Abstract Astrocytes are essential cells for maintaining brain integrity. We have recently shown that the transcription factor C/EBP homologous protein (CHOP), associated with endoplasmic reticulum (ER) stress, plays a key role in the astrocyte death induced by ischemia. Meanwhile, mediators of apoptosis downstream of CHOP in the ER stress‐dependent pathway remain to be elucidated. Our aim in this work was to determine whether caspase‐11, able to activate apoptotic and proinflammatory pathways, is implicated in ER stress‐dependent astrocyte death in ischemic conditions. According to our results, caspase‐11 is up‐regulated in primary astrocyte cultures following either oxygen and glucose deprivation (OGD) or treatment with the ER‐stress inducers thapsigargin and tunicamycin.

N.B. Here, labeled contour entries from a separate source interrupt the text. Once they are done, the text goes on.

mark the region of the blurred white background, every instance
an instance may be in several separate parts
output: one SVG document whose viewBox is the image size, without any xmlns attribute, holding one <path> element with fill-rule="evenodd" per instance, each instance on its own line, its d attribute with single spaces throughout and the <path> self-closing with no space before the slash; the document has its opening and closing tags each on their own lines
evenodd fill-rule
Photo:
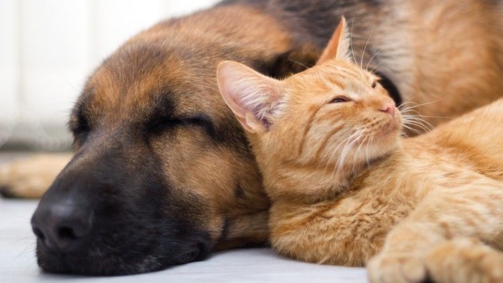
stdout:
<svg viewBox="0 0 503 283">
<path fill-rule="evenodd" d="M 67 148 L 69 109 L 128 38 L 218 0 L 1 0 L 0 149 Z"/>
</svg>

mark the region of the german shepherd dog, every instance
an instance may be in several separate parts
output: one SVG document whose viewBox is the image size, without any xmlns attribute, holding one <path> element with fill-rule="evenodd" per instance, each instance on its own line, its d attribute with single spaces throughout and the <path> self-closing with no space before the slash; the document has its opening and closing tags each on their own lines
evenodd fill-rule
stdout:
<svg viewBox="0 0 503 283">
<path fill-rule="evenodd" d="M 219 95 L 218 63 L 274 77 L 301 71 L 345 15 L 356 62 L 383 76 L 398 103 L 419 106 L 437 124 L 503 93 L 502 7 L 234 0 L 142 32 L 96 70 L 73 108 L 74 154 L 31 221 L 38 264 L 50 273 L 125 275 L 266 243 L 269 201 L 247 138 Z M 35 176 L 18 165 L 3 169 L 5 192 L 34 196 L 29 182 L 17 183 Z"/>
</svg>

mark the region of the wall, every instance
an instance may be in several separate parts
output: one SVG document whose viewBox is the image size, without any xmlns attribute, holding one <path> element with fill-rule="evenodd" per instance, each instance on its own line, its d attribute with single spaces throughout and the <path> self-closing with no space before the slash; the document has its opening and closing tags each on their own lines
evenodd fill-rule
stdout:
<svg viewBox="0 0 503 283">
<path fill-rule="evenodd" d="M 2 0 L 0 147 L 56 150 L 93 68 L 122 42 L 217 0 Z"/>
</svg>

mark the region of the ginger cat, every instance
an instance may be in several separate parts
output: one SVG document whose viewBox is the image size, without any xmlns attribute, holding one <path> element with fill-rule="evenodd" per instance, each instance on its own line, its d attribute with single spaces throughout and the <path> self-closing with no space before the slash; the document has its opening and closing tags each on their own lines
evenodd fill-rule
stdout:
<svg viewBox="0 0 503 283">
<path fill-rule="evenodd" d="M 282 81 L 219 65 L 272 202 L 272 247 L 366 265 L 373 282 L 503 282 L 503 99 L 403 138 L 417 120 L 348 39 L 343 19 L 317 65 Z"/>
</svg>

Moreover, these same stimuli increased caspase‐11 mRNA levels and luciferase activity driven by a caspase‐11 promoter, indicating that caspase‐11 is regulated at the transcriptional level. Our data also illustrate the involvement of ER stress‐associated CHOP in caspase‐11 regulation, insofar as CHOP overexpression by means of an adenoviral vector caused a significant raise in caspase‐11. In turn, caspase‐11 suppression with siRNA rescued astrocytes from OGD‐ and ER stress‐induced death, supporting the idea that caspase‐11 is responsible for the deleterious effects of ischemia on astrocytes. Finally, inhibition of caspase‐1 and caspase‐3 significantly reduced astrocyte death, which indicates that these proteases act as death effectors of caspase‐11. In conclusion, our work contributes to clarifying the pathways leading to astrocyte death in response to ischemia by defining caspase‐11 as a key mediator of the ER stress response acting downstream of CHOP. © 2009 Wiley‐Liss, Inc.